“Blessed are the pacemakers”

RIP: Seamus Heaney
(13 April 1939 − 30 August 2013)

Nobel Laureate Seamus Heaney, born Castledàwson, County Londonderry, was that rare writer, even rarer poet, who produced work with political content that was actually readable. It lacked the shrill, pedantic, humorless tone that so often gives such work a justifiably bad name. He was, simply, gifted in a way that made the reader nod in agreement when running across a marvelous passage that evoked truth in graceful, pleasingly patterned, numinous language (his later work) or wrested great emotion in lines of earth and torment (his earlier.) And, he had a well-developed sense of humour. A few years ago he received a pacemaker for his ailing heart. He loved saying, “blessed are the pacemakers,” and you might have had to think for a second trying to figure out whether that Irish voice had said pace or peace.

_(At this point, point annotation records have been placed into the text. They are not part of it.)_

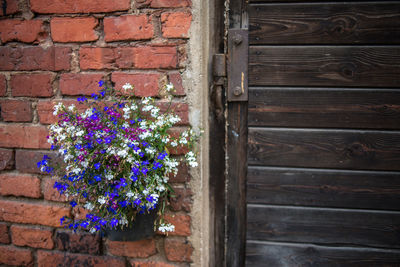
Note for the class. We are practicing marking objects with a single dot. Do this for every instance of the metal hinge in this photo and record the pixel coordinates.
(219, 75)
(238, 47)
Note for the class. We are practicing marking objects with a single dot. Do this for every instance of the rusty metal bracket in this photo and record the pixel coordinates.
(238, 47)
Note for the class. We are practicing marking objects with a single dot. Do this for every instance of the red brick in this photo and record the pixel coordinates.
(45, 109)
(182, 176)
(53, 258)
(35, 58)
(22, 136)
(19, 185)
(32, 237)
(154, 57)
(182, 199)
(66, 30)
(3, 85)
(171, 3)
(26, 31)
(78, 242)
(15, 256)
(144, 84)
(178, 250)
(6, 159)
(26, 160)
(135, 263)
(129, 27)
(12, 8)
(106, 58)
(16, 110)
(35, 85)
(176, 80)
(137, 249)
(21, 212)
(78, 6)
(4, 236)
(80, 84)
(181, 223)
(175, 24)
(51, 193)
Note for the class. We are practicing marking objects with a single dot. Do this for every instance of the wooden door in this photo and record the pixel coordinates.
(323, 135)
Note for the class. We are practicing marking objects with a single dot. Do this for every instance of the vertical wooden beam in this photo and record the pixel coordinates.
(236, 162)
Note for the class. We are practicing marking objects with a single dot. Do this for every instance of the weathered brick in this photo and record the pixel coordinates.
(66, 30)
(6, 159)
(45, 109)
(175, 24)
(15, 256)
(144, 84)
(182, 176)
(129, 27)
(137, 249)
(22, 212)
(78, 6)
(32, 237)
(53, 258)
(35, 85)
(51, 193)
(16, 110)
(135, 263)
(21, 136)
(156, 57)
(176, 79)
(26, 160)
(78, 242)
(35, 58)
(171, 3)
(79, 83)
(178, 250)
(26, 31)
(181, 223)
(182, 199)
(106, 58)
(19, 185)
(3, 85)
(11, 8)
(4, 236)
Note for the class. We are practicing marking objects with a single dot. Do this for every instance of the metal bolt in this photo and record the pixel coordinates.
(237, 91)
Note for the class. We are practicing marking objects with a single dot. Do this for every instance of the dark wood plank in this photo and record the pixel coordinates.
(337, 108)
(236, 193)
(330, 23)
(336, 149)
(323, 188)
(325, 66)
(323, 226)
(281, 255)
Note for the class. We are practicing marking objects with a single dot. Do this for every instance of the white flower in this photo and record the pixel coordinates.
(101, 200)
(127, 86)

“Terraced thousands died, shaking scythes at cannon.
The hillside blushed, soaked in our broken wave.
They buried us without shroud or coffin
And in August… the barley grew up out of our grave.”
— “Requiem for the Croppies”, 1966, on the 50th anniversary of the 1916 Easter Rising. Printed in Door into The Dark, 1969.

 

“Be advised my passport’s green.
No glass of ours was ever raised
to toast the Queen.”
Untitled, written in 1982 as an objection to being included in an anthology of British poetry.

 

From The Frontier Of Writing

The tightness and the nilness round
that space 
when the car stops in the road, the troops inspect
its make and number and, as one bends his face

towards your window, you catch sight of more
on a hill beyond, eyeing with intent
down cradled guns that hold you under cover

and everything is pure interrogation
until a rifle motions and you move
with guarded unconcerned acceleration—

a little emptier, a little spent
as always by that quiver in the self,
subjugated, yes, and obedient.

So you drive on to the frontier of writing
where it happens again. The guns on tripods;
the sergeant with his on-off mike repeating

data about you, waiting for the squawk
of clearance; the marksman training down
out of the sun upon you like a hawk.

And suddenly you’re through, arraigned yet freed,
as if you’d passed from behind a waterfall
on the black current of a tarmac road

past armor-plated vehicles, out between
the posted soldiers flowing and receding
like tree shadows into the polished windscreen.